Lem a écrit :[
Sur la question du genre, je colle ci-dessous les extraits du papier de Renard qui me semblent significatifs. Tu remarqueras que Renard utilise "genre" à propos du merveilleux-scientifique comme du roman policier, c'est à dire qu'il inaugure l'acception générale dont on se sert encore aujourd'hui quand on parle de la SF ou du polar comme genres (ce qui est peut-être erronné mais c'est un autre problème) :
S’il n’est pas prématuré de discuter des choses à la minute où elles achèvent seulement d’affirmer leur existence », écrit Renard au début de son article, « le roman merveilleux-scientifique est mûr pour l’étude critique. Produit fatal d’une époque où la science prédomine sans que s’éteigne pourtant notre éternel besoin de fantaisie c’est bien un genre nouveau qui vient de s’épanouir et dont L’île du docteur Moreau de Wells et Le peuple du pôle de Derennes peuvent nous fournir deux exemples assez typiques.
(…)
Je dis bien que c’est un genre nouveau. Jusqu’à Wells, on en pouvait douter. En effet, avant l’auteur de La guerre des mondes, les rares ouvriers de ce qu’on devait nommer plus tard le merveilleux-scientifique ne se sont livrés à son œuvre que de loin en loin, occasionnellement et, semble-t-il, par jeu.

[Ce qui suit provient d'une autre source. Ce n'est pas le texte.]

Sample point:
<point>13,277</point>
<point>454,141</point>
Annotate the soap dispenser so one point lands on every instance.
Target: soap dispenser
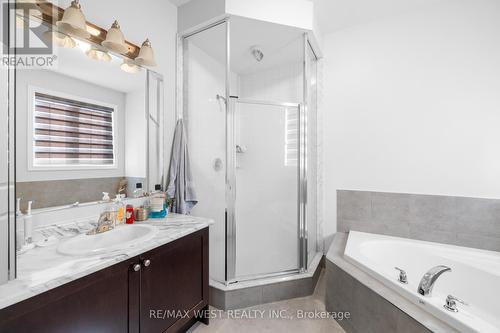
<point>120,209</point>
<point>157,203</point>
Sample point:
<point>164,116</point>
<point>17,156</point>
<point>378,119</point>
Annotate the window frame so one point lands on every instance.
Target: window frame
<point>32,90</point>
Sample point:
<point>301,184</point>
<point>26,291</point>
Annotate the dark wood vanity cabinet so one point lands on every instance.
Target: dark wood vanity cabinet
<point>161,290</point>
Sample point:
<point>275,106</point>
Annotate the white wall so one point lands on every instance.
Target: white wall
<point>57,83</point>
<point>411,104</point>
<point>297,13</point>
<point>205,125</point>
<point>135,138</point>
<point>4,175</point>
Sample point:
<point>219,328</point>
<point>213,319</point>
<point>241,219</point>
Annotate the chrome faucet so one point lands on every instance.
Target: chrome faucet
<point>427,282</point>
<point>105,223</point>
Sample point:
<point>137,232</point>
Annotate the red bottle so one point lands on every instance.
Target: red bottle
<point>130,215</point>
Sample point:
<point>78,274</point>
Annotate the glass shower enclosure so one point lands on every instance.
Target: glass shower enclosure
<point>247,94</point>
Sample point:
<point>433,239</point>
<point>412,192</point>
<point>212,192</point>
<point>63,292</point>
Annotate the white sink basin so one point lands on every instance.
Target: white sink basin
<point>121,237</point>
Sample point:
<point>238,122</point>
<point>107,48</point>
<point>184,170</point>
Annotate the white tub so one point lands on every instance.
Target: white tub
<point>475,276</point>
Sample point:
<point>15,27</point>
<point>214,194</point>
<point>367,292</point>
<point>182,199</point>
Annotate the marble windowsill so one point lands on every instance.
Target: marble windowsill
<point>43,268</point>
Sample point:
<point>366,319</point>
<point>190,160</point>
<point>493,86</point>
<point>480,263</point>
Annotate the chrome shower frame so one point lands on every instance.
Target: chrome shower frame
<point>230,104</point>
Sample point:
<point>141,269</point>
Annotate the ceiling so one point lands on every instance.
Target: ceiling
<point>280,44</point>
<point>333,15</point>
<point>179,2</point>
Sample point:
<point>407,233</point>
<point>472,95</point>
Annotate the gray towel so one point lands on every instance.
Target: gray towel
<point>180,183</point>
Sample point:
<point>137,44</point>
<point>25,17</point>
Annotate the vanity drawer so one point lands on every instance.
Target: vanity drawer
<point>121,299</point>
<point>94,303</point>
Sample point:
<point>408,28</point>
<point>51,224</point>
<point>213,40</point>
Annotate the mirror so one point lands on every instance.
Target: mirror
<point>82,128</point>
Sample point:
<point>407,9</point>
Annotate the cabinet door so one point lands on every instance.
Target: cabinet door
<point>175,283</point>
<point>95,303</point>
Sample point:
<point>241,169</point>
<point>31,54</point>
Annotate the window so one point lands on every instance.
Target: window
<point>291,136</point>
<point>68,132</point>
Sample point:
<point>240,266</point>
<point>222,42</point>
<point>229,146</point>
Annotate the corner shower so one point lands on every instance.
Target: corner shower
<point>247,93</point>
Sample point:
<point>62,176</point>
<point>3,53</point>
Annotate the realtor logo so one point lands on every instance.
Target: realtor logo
<point>30,45</point>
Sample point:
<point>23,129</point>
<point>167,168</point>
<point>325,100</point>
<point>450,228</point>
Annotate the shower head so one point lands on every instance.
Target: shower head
<point>257,54</point>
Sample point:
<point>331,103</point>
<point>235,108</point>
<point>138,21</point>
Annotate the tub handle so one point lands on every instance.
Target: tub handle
<point>451,303</point>
<point>402,275</point>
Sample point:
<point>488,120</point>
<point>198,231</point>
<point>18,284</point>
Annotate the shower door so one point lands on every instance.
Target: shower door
<point>263,209</point>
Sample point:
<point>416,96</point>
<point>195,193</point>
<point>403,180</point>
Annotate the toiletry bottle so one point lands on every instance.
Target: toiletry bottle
<point>157,203</point>
<point>130,214</point>
<point>120,209</point>
<point>105,197</point>
<point>28,225</point>
<point>138,192</point>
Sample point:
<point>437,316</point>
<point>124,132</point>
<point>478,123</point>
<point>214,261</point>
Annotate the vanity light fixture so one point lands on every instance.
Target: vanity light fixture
<point>33,9</point>
<point>97,54</point>
<point>115,41</point>
<point>84,46</point>
<point>146,55</point>
<point>73,21</point>
<point>130,67</point>
<point>60,39</point>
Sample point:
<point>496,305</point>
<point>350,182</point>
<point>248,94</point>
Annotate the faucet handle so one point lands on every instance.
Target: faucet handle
<point>402,275</point>
<point>451,303</point>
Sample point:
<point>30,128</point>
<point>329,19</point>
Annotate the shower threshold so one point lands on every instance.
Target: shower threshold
<point>249,292</point>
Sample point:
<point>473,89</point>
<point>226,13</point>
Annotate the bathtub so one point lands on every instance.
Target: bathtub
<point>475,276</point>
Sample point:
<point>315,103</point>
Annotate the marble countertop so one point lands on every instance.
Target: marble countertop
<point>43,268</point>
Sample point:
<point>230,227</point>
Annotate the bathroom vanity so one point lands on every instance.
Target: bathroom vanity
<point>159,285</point>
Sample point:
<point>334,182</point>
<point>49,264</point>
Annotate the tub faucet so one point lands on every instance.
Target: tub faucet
<point>429,278</point>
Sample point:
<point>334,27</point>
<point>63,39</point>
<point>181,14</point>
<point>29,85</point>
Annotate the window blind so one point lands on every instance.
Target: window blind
<point>70,132</point>
<point>292,137</point>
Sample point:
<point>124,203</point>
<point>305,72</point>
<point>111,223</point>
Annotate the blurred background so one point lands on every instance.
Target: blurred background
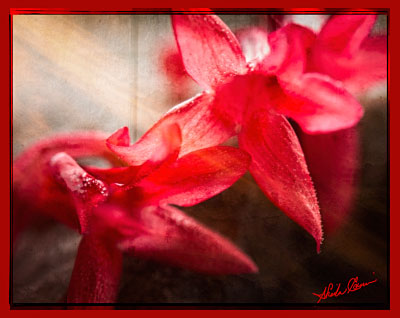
<point>80,72</point>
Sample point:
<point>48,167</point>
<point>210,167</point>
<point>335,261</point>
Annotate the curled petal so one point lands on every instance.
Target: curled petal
<point>196,176</point>
<point>209,50</point>
<point>279,168</point>
<point>157,146</point>
<point>35,191</point>
<point>96,274</point>
<point>319,104</point>
<point>86,190</point>
<point>181,241</point>
<point>333,160</point>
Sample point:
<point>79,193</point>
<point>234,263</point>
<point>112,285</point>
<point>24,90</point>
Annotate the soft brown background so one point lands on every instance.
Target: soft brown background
<point>74,72</point>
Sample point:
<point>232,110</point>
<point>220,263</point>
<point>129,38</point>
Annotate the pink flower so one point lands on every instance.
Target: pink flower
<point>251,99</point>
<point>345,50</point>
<point>127,209</point>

Tous l’ont traité comme une fantaisie sans lendemain ; aucun ne s’y est spécialisé ; la plupart l’ont combiné avec d’autres éléments : Cyrano de Bergerac en fait un support d’utopies ; Swift l’utilise comme armature à dresser des satires ; de nos jours, Flammarion lui demande de concrétiser un peu certaines métaphysiques trop abstraites pour le lecteur moyen ; quant à Edmond About, il le prend à l’envers, le tourne au comique et fait ainsi, avant la lettre, la parodie d’un genre à venir. (…) La série de ces productions bâtardes, mixtes, est d’ailleurs loin d’être close ; les utopistes qui ont “besoin d’un monde” possèdent là un moyen de dépaysement trop précieux pour l’abandonner, et les satiriques ne sauraient se priver des ressources que leur offre un tel procédé d’allégorie et d’allusion.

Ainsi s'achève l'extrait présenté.